In 2008, Google said that it was indexing 1 trillion pages. and according to this site, the number of pages is now 30 trillion. Let’s calculate the amount of memory needed to store the vector \(\textbf{v}\) for the 2008 reported value of Google of 1 trillion pages.
n = 1*(10**12) # 1 trillion pages
bytes_per_float = 8
bytes_per_gig = 10**9
n * bytes_per_float / bytes_per_gig
8000.0
This is 8 terrabyte for a 2008 data! Even if this value is dated, the vector \(\textbf{v}\) is so large that it can’t fit in memory; we can just imagine how large \(M\) woul be. For this problem, performing MapReduce would definitely be beneficial. In fact, Google’s original purpose for MapReduce is to calculate the matrix-vector multiplications needed in PageRank.

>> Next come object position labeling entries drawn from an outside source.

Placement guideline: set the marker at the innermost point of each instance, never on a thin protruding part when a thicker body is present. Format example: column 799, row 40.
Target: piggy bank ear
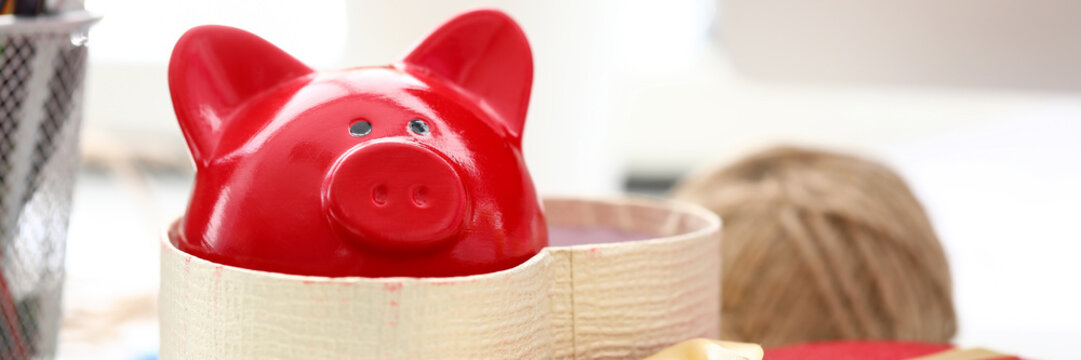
column 484, row 54
column 213, row 70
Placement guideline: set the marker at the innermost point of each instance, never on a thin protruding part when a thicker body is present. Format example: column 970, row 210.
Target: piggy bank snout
column 396, row 196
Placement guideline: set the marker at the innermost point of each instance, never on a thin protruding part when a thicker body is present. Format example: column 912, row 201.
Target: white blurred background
column 976, row 103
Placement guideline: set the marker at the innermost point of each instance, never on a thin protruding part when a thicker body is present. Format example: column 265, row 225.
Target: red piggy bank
column 413, row 169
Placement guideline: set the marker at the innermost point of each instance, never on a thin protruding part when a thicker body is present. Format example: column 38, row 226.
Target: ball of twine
column 821, row 247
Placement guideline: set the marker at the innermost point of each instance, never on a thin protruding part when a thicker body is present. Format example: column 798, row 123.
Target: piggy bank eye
column 418, row 127
column 360, row 129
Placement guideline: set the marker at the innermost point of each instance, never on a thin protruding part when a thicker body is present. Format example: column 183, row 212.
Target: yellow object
column 596, row 298
column 707, row 349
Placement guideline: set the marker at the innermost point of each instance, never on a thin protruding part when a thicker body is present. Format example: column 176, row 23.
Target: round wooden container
column 622, row 279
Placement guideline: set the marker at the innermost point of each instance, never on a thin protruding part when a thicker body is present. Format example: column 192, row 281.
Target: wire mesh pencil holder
column 42, row 65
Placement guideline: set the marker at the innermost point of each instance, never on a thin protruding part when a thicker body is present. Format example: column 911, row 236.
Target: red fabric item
column 856, row 350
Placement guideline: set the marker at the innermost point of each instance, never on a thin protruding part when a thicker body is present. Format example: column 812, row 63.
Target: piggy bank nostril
column 379, row 195
column 421, row 196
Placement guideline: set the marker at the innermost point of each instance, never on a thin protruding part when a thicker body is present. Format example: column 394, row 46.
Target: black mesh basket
column 42, row 62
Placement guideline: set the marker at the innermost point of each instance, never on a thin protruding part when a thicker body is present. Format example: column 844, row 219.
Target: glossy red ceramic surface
column 413, row 169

We present below two issues:
The matrix \(M\), is, in fact, very sparse. We can save a lot of space by storing only the nonzero elements.
For some reason, we may opt to not use MapReduce, or, we wish to reduce the amount of data passed from Map tasks to Reduce tasks.
Let’s discuss the solutions to these two issues.
Sparse Transition Matrices#
Let us consider Graph 1 again.
import networkx as nx
import matplotlib.pyplot as plt
G1 = nx.DiGraph()
G1.add_nodes_from(["A","B","C","D","E"])
G1.add_edges_from([
("A","B"), ("A","C"), ("A","D"), ("A","E"),
("B","A"), ("B","D"),
("C","A"),
("D","B"), ("D","C"),
("E","B"),
])
plt.figure()
plt.title("Graph 1. A Graph as a hypothetical representation of the web")
nx.draw(G1, node_size=500, node_color='orange', with_labels=True, font_weight='bold', arrowsize=20)
plt.tight_layout()
plt.show()
We can save on space by only representing the nonzero entries in the Transition Matrix.
Source |
(Destination, Value) |
|---|---|
A |
(B, 1/4), (C, 1/4), (D, 1/4), (E, 1/4) |
B |
(A, 1/2), (D, 1/2) |
C |
(A, 1) |
D |
(B, 1/2), (C, 1/2) |
E |
(B, 1) |
However, we can actually go even further, by only representing the number of out-degrees from a node, and noting the other nodes to which it links. This works since we know that the probability of transitioning from one node to a node it connects to is the same (which is \(1/\text{out-degree}\)). Working this way, allows us to use integers instead of floats for our representation of the Transition Matrix.
Source |
Degree |
Destination |
|---|---|---|
A |
4 |
B, C, D, E |
B |
2 |
A, D |
C |
1 |
A |
D |
2 |
B, C |
E |
2 |
B |
Map Reduce when v fits in memory#
First, let’s consider the naive case when \(\textbf{v}\) fits in the memory.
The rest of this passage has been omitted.